ABD, Kanada ve Arjantin en büyük GDO üreticileri. GDO’lu
tohumlardan en fazla üretilenleri mısır, soya fasulyesi ve pirinç. Bu ürünlerin
üçü de “modern” gıda sanayiinde bol miktarda kullanılıyor. İçinde soya yağı
olmayan gofret, çikolatalı krema, hazır çorba, patates cipsi yok gibi. Mısır
şekeri – Cargill fabrikasıyla gündeme gelen – nişasta bazlı sıvı şeker de
neredeyse bütün şekerli gıdaların içinde. Gofretler, şekerlemeler, gazlı
içecekler, mısır şekeri ile yapılıyor. Yani, bugün bir kola içtiyseniz,
transgenik mısır şekeri yemiş olabilirsiniz.

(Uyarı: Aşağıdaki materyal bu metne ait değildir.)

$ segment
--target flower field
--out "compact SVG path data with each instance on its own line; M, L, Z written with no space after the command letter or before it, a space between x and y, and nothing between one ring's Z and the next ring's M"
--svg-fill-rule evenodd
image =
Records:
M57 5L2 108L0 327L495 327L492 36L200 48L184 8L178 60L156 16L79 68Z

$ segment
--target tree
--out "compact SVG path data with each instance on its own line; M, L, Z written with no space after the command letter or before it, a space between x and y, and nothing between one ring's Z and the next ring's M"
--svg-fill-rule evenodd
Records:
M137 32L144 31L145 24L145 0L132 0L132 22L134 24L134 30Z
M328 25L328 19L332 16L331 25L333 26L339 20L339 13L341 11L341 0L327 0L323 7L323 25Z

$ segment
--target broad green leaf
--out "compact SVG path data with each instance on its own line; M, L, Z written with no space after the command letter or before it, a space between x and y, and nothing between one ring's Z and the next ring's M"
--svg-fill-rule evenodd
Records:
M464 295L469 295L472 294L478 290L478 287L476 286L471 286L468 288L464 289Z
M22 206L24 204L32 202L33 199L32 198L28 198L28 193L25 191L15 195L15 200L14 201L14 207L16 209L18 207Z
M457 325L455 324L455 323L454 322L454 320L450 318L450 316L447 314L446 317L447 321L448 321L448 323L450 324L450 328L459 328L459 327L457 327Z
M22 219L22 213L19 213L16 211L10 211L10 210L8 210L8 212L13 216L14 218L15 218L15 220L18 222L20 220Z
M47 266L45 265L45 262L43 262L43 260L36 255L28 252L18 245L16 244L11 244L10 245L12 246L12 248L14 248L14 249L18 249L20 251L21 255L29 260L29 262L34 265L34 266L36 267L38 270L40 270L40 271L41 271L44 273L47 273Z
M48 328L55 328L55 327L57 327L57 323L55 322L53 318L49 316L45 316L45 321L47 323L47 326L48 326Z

Çikolata yediyseniz transgenik
soyanın yağını yemiş olabilirsiniz.
Transgenik ürünlerin, günümüzde çoğalan alerjilerin sorumlusu
olarak gösteriliyor. Hatta, kısırlığa, kansere sebep olduğunu söyleyen
doktorlar da var. Her türlü transgenik yaratıktan uzak durmakta fayda var. Ne
olur, ne olmaz, bizin genlerimiz de değişime uğramasın!